Dutch ASML, the developer and manufacturer of the EUV machines currently used in advanced fabs, gave an update on progress of 0.55 High-NA, the next generation for EUV. The systems are very large in size but allow printing finer features thanks to a higher numerical aperture.
ASML said that the first systems should be delivered to customers in late 2023 using doses of 40-60 millijoules/cm2 and running at up to 185 wafers/month. The dose level, about twice that of today’s 0.33NA systems, should help reduce stochastic errors and improve line-edge roughness, according to ASML. The new system will also able to print full, half and fractional images in already printed wafers, but that would slow the throughput levels.
In the area of resists, companies are trying to create proprietary resist formulas and test it at Imec’s fab.
Imec and KMLabs have announced a joint development to create a real-time functional imaging and interference lithography laboratory. This lab will enable imaging in resist on 300mm wafers down to 8nm pitch. Additionally, it will enable time-resolved nanoscale characterization of complex materials and processes, such as photoresist radiation chemistry, two-dimensional materials, nanostructured systems and devices, emergent quantum materials.
The ability to pattern ever-smaller feature sizes and denser pitches is significantly challenged due to a lack of fundamental understanding of EUV sub-picosecond exposure processes.
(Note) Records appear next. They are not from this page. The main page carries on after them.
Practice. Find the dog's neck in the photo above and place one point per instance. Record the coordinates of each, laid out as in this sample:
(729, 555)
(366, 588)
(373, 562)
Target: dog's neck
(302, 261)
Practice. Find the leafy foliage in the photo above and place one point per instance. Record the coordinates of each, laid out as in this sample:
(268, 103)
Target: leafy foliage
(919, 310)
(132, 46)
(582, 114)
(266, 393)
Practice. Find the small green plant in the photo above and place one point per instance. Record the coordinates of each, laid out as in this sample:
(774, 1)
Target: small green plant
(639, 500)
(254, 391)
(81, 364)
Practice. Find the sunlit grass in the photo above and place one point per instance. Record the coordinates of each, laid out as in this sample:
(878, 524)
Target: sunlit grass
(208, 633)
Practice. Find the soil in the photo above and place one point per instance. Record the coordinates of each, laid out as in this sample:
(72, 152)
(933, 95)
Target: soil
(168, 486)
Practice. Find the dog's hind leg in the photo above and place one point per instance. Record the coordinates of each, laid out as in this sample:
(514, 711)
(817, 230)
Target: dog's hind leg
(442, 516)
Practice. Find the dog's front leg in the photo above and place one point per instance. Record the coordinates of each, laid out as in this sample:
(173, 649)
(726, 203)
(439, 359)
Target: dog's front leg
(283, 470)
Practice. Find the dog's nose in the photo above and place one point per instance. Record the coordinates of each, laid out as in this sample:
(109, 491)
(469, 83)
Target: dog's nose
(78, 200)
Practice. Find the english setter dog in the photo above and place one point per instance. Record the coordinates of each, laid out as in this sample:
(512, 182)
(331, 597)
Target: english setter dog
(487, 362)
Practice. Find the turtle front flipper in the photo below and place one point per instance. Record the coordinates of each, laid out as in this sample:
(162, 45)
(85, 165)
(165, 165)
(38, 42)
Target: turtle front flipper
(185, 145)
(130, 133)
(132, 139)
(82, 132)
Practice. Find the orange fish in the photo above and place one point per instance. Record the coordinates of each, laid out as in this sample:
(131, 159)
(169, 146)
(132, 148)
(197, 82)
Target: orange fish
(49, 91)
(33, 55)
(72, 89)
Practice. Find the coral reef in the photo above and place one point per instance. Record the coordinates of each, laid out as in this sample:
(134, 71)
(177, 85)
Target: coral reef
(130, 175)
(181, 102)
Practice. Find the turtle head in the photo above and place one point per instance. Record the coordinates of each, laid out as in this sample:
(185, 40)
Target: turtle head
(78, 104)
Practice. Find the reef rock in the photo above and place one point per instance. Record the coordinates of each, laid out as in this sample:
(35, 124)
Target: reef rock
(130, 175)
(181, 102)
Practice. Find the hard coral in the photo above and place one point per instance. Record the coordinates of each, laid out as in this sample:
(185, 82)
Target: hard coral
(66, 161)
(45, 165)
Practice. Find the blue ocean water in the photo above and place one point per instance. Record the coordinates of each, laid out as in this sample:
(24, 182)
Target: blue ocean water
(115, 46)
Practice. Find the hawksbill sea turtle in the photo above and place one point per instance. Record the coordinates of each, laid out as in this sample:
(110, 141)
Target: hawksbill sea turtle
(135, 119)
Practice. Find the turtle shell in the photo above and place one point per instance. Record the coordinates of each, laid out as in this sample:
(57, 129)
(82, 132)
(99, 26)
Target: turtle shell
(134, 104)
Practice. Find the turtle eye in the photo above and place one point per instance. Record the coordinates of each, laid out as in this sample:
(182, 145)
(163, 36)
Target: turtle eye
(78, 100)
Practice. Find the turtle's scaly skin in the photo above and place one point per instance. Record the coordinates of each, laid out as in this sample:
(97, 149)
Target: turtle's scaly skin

Imec says that its attolab will enable the study of EUV photon absorption and subsequent ionization processes at unprecedented timescales from attoseconds to picoseconds. It is anticipated that the gain in fundamental understanding of material characteristics pave the way for the development of new lithographic materials and underlayers.
Imec’s attolab will also enable interference imaging to emulate high numerical aperture (NA) imaging at 13.5nm. This capability is planned to jump start development of the high-NA patterning ecosystem at imec in preparation for the planned ASML-imec High-NA lab, which will be centered around one of the first ASML EXE5500 High-NA (0.55NA) proto tools. By combining this High-NA interference capability with the current HVM-relevant EUV scanner (NXE:3400B) in imec’s cleanroom, imec and its partners will be able to explore the fundamental dynamics of photoresist imaging before the 0.55NA tools become available.
The future of EUV for the creation of more advanced chips -- including memories -- based on new logic processes is depending on the progress made by researchers.